Installation (conda + pip) - Fast
-
Create an environment
conda env create -f environment_verbose.yaml
-
Activate your environment
conda activate cellvit_env
-
Install pip packages
pip install -r requirements.txt
-
Install pytorch for your system
We used the following pytorch version:- torch==2.2.1
- torchaudio==2.2.1
- torchvision==0.17.1
You can find installation instructions regarding pytorch here: https://pytorch.org/get-started/previous-versions/
💡 Even if PyTorch gets installed during environment buildup, please install it specifically for your system
Example (but check your version please on the website!):
pip install torch==2.2.2 torchvision==0.17.2 torchaudio==2.2.2 --index-url https://download.pytorch.org/whl/cu121
Installation (conda) - Slow
-
Create an environment
conda env create -f environment.yaml
⏳ This procedure can take some time, on our hardware it needed around 30 min to install all packages, but this might take longer. If you want to keep track of the installation progress, you might consider using the split approach described above using conda + pip.
-
Activate your environment
conda activate cellvit_env
-
Install pytorch for your system
We used the following pytorch version:- torch==2.2.2
- torchaudio==2.2.2
- torchvision==0.17.2
You can find installation instructions regarding pytorch here: https://pytorch.org/get-started/previous-versions/
💡 Even if PyTorch gets installed during environment buildup, please install it specifically for your system
Example (but check your version please on the website!):
pip install torch==2.2.2 torchvision==0.17.2 torchaudio==2.2.2 --index-url https://download.pytorch.org/whl/cu121
After completing the above steps and activating the environment, run the following command to verify that your environment is correctly set up:
python3 check_environment.py
Note: If the script runs successfully, your environment is ready for use. This also already downloads the test database
- CuPY: Multiple cupy version with pip and conda -> Remove all packages for cupy from pip (
pip uninstall cupy
) and conda (conda uninstall cupy
). If you get problems with CuPY and your GPU, please uninstall all cupy packages and install the respective version for your system (CUDA) configurations. For help see here: https://docs.cupy.dev/en/stable/install.html - We provide two environments files. The first one is the full conda export to get all packages we used to track the environment along with its dependencies (environment_full.yaml). The other one is a cleaned file that just includes important packages to get the code working (environment.yaml).

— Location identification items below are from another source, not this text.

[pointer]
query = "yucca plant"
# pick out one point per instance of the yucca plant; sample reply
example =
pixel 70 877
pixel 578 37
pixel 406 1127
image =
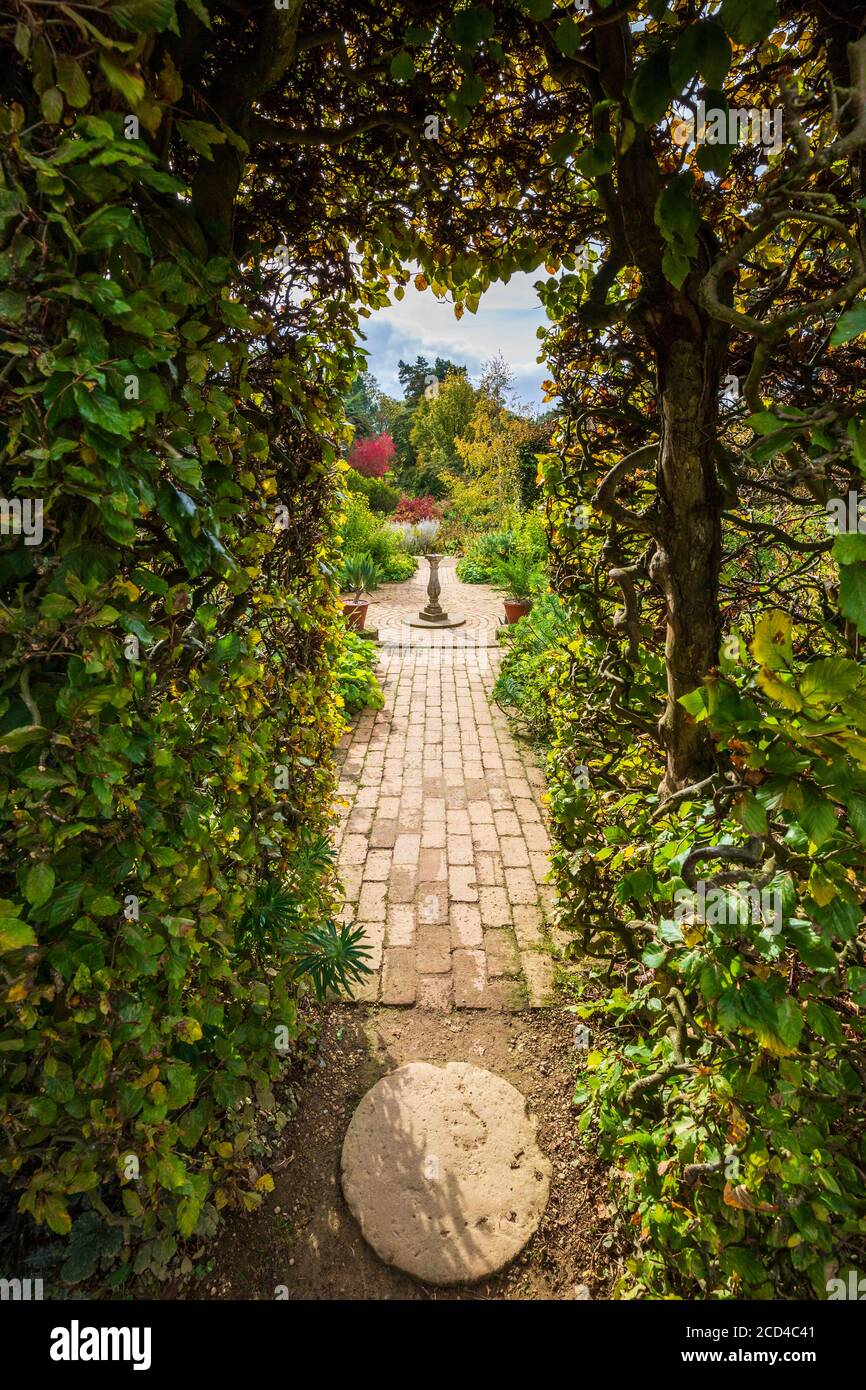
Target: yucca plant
pixel 359 574
pixel 516 576
pixel 331 957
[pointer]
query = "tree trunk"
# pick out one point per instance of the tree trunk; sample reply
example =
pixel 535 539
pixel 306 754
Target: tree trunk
pixel 687 560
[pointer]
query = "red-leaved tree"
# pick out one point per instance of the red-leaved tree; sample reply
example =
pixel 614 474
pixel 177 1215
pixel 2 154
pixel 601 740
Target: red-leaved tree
pixel 419 509
pixel 373 456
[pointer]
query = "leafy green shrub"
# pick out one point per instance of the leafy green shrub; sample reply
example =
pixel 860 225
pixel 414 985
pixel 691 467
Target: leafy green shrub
pixel 399 567
pixel 724 1084
pixel 378 494
pixel 359 574
pixel 366 534
pixel 356 680
pixel 477 565
pixel 523 685
pixel 516 576
pixel 332 957
pixel 526 537
pixel 167 705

We created a beta-version for a docker image. You can pull the image from here: ikimhoerst/cellvit:beta. The docker container has all requirements preinstalled and is intended to run on a linux/amd64 plattform. We included the CellViT-SAM-H checkpoint and all classifiers for this model inside the container.
To start the container, use the following command. Replace /path/to/local/input
and /path/to/local/output
with the appropriate local paths on your system to load slides into the container as well as saving results locally:
docker run --name cellvit++ \
--gpus all \ # gpus to use (default all)
--memory=8g \ # memory, we recommend more (16g)
-v /path/to/local/input:/workspace/CellViT-plus-plus/input-data \ This directory contains the input data mounted into the container.
-v /path/to/local/output:/workspace/CellViT-plus-plus/output-data \ This directory contains the output data mounted from the container.
-it \ # start terminal in workdir
ikimhoerst/cellvit:beta
To run inference, you can use the same commands as given in the examples below. However, you do not need to hand over the model checkpiont anymore, as CellViT-SAM-H is the default model in the container. Please consider your input and output paths accordingly. The classifiers are located inside the ./checkpoints/classifier/sam-h
folder likewise to this git repository.
You can also use the given docker-compose.yaml
file. Replace /path/to/local/input
and /path/to/local/output
(under volumes) with the appropriate local paths on your system to load slides into the container as well as saving results locally. Consider increasing the memory to 16g or 32g, if memory problems occur.
Start with:
docker-compose up
Checkpoints can be downloaded here from Google-Drive. They should be placed inside the ./checkpoints
folder. Classifier checkpoints are already located inside the ./checkpoints/classifier
folder. Unfortunately, we cannot share all checkpoints due to their license.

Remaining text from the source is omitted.